Will Trent’s Ramón Rodríguez has heard your concerns about Will getting back together with Angie. “Some people say that these two shouldn’t be together, and some people say that these two are meant to be together because of what they’ve been through,” he told TVLine.
When Agent Trent unpacks more of his childhood trauma involving Sleeveless Jack in Season 2, Episode 7, it’s Detective Polaski who’s there to pick up the pieces and comfort her on-again, off-again boyfriend with a kiss. As a foster care survivor, no one understands his pain better.
“They have this bond because of what they’ve been through and what they’ve been through, and how they’ve always been there for each other through it all,” Rodríguez explains in the video above. “It connects them in a really deep way… for better or worse.”
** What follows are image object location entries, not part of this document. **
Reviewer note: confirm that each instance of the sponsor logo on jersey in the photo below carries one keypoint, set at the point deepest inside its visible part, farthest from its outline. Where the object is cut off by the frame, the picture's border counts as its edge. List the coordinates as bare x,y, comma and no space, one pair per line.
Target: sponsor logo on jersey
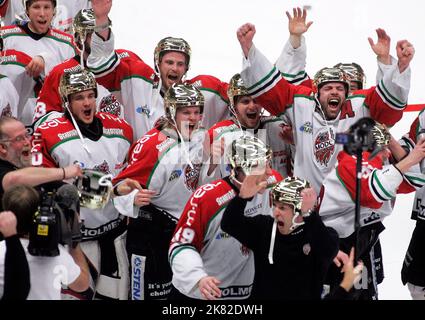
324,147
306,249
11,58
7,111
137,277
374,216
111,105
191,176
226,197
307,127
144,110
175,174
236,291
222,235
165,144
253,211
69,134
103,167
After locking lips, Will admits that they had a good reason to break up… but he can’t remember what it was. Coming up in Episode 8, “we’re going to see that relationship continue to evolve,” Rodríguez teases. “But the big question is: Can it evolve in a healthy way?”
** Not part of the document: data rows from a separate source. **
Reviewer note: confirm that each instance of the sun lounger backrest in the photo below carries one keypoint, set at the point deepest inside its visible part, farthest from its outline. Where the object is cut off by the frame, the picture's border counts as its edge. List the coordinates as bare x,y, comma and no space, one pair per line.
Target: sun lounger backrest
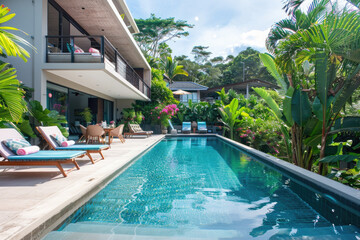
186,126
46,132
8,133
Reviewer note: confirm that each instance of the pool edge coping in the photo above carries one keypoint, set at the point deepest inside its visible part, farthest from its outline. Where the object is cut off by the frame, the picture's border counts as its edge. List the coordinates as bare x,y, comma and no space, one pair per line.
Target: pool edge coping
53,220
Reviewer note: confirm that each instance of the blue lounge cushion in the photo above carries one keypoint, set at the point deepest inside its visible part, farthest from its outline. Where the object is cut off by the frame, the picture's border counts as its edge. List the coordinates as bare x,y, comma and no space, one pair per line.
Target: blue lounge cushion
84,147
47,156
59,138
15,144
However, Will and Angie are feeling “optimistic” about the state of their relationship in Episode 8. “It feels hopeful,” the actor says. “Maybe there’s a way to work through this, and maybe there’s a way that we can commit to this. I think both sides are nervous, and I think that for things to really work out in a healthy way, they both need to be fully committed. They’re in a place where they want to at least try that commitment and… make it work.”
There are just three episodes left in the Will Trent-shortened Season 2—and, as Rodríguez puts it, things are going to get “really intense” and “really emotional.”
“In [Episode] eight, we’re going to see the culmination of the childhood trauma that Will has blocked out of his memory,” he reveals. “[It’s] pieced together—something meaningful and indicative—and it’s very intense. And we get a reprieve, we get a moment to come up for air, but very quickly [we’re] pulled back under again with a really intense twist. I don’t know how much I can say about it, but I will say that it’s a really intense ending [to the season] that I don’t think people will see coming, and it’s a case that pays off in a really hard way.”
“There’s a little bit of suspense, no doubt,” he continues. “Season 2, towards the end, when we piece together this whole idea of what happened through this childhood trauma—this flashback, this memory that he blocked out—there are some things that [Will] gains, which is great, and there are some things that he loses, which is not great.”